Toronto MP Rob Oliphant was indignant Friday after Conservative MP Tamara Jansen responded to a highly personal speech he'd given on a bill to ban the discredited practice of conversion therapy.
Oliphant, a United Church minister, argued that objections to the bill are rooted in the belief that "God made a mistake" when he created people like him and that they should change who they are. He quoted from the Bible to urge MPs to "do justice and to love kindness."
Jansen responded with a Bible quote of her own: "Woe to you, teachers of law and Pharisees, you hypocrites. You are like whitewashed tombs, which look beautiful on the outside but on the inside are full of the bones of the dead and everything unclean."
Oliphant retorted that people like him are not "unclean."
"It is deeply offensive to to play Bible baseball like that ... It is offensive even to use that word in the context of this debate."
In an interview later, Oliphant called on O'Toole to disavow Jansen's comments.
Jansen later said she used the quote "in reference to hypocrisy."
"I plan to reach out to Mr. Oliphant and apologize for the misunderstanding," she said in a statement.
The furor erupted during final debate on Bill C-6, which would criminalize the practice of forcing children or adults to undergo therapy aimed at altering their sexual orientation or gender identity.
Liberal, Bloc Quebecois, New Democrat and Green MPs all support the bill.
But some Conservatives have expressed fears that the wording of the bill would outlaw conversations between parents and their children or prohibit young people struggling with their sexual identity from seeking religious or other counsel. O'Toole himself has suggested it needs to be amended and has given his caucus a free vote on the bill.
Oliphant, who kicked off final debate on the bill for the government, said those fears are "tired and worn out" excuses for objecting to the ban on conversion therapy.
"The political rhetoric is they're trying to not sound like they are still living in the Stone Age, saying they are not against (banning) conversion therapy but just this bill," he told the Commons.

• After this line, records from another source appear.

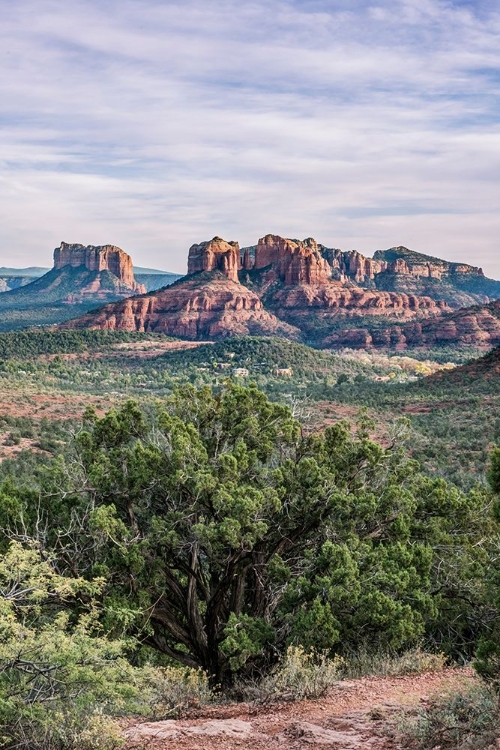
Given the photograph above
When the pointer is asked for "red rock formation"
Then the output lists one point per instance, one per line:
(215, 255)
(99, 258)
(478, 327)
(295, 262)
(216, 308)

"It is time to talk truth in this place. If someone is against this bill, they are against me and against people like me. They are saying ultimately that we are less than they are, that somehow God made a mistake when God created us and that we should change who we are or at least consider changing who we are."
Jansen countered with the story of "Charlotte," a young woman she's heard from whose parents had helped her find a counsellor when she decided she no longer wanted "to continue with her lesbian activity" and who now fears the bill would outlaw that kind of support.
Edmonton Conservative MP Michael Cooper prefaced his speech by stressing that conversion therapy is "absurd, it is wrong and it is harmful" and should be banned.
But he went on to argue that the bill's failure to precisely define conversion therapy means the ban could apply to voluntary counselling and "good faith" conversations between persons struggling with their sexual identity with medical professionals, parents and other family members, religious leaders and others.